In Brief: Roses in the Night: Mayan Sisters Confront CIA-Backed Terror

By Malcolm Bell. Self-published, 2023. 270 pages. $19.99/paperback; $8.99/eBook.

This fact-based novel traces the story of Brenda, a young Mayan woman who flees hunger and political violence in her home country of Guatemala, works in El Salvador, and eventually immigrates to the United States. She becomes involved with the Sanctuary Movement and has to balance her motivation to speak publicly about human rights abuses in Central America with her need to safeguard the clergy members who helped her escape.

The author, Malcolm Bell, is a retired lawyer who became active in the Sanctuary Movement in 1986 and worked at the International Mayan League/USA for 25 years.
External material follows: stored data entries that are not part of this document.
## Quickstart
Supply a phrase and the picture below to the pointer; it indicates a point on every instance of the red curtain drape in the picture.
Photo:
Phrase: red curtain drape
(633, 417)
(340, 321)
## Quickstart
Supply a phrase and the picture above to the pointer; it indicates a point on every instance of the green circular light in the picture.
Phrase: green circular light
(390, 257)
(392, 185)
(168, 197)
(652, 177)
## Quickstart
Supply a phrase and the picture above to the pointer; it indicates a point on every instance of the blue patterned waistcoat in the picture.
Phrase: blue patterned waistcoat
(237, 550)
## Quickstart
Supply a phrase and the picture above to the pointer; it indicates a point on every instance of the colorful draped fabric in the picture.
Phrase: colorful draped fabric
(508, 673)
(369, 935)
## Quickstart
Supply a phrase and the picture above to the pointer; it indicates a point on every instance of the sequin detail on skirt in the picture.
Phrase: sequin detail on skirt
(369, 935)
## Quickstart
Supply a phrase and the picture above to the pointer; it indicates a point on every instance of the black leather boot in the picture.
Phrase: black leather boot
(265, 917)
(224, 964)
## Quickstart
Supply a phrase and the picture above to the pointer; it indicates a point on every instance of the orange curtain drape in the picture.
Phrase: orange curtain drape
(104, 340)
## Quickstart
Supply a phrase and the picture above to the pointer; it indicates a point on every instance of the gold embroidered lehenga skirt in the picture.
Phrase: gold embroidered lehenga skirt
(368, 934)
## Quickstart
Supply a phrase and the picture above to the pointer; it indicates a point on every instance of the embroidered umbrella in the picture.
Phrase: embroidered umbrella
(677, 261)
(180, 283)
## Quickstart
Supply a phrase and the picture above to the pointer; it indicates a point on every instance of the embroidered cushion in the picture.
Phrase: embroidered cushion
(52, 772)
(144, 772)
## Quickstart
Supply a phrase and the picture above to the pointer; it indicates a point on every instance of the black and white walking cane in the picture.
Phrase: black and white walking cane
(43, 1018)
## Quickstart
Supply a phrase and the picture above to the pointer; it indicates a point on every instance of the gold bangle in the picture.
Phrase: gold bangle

A few years before this political activism, he joined the Religious Society of Friends, and is currently a member of Wilderness Meeting in Shrewsbury, Vt.

Bell touchingly depicts Brenda’s departure from her beloved sister, Maria, who stays behind in Guatemala. Brenda intends to learn Spanish so she can protect her fellow speakers of the Mayan language Mam from signing exploitative contracts without understanding their contents. She finds work as a maid and nanny for a Spanish-speaking family and develops her language skills through conversations with the children. In their first meeting, Brenda’s employer directs her to exchange her colorful Mayan clothing for less vivid Western attire. The conversation offers a microcosmic glimpse at the power relations that govern Brenda’s life.

The narrative perspective shifts several times throughout the book. In addition to the human narrators, a quetzal (shown on the cover) tells part of the story, offering a panoramic, literal bird’s-eye view that also homes in on the individual victims of anti-Mayan genocide. One of the book’s many strengths is that early on it acknowledges rape as a form of political violence. An author’s note at the end shares the facts and experiences on which the novel is based.

Readers interested in the impact of twentieth-century U.S. foreign policy on Central America will appreciate this intimate and compelling novel.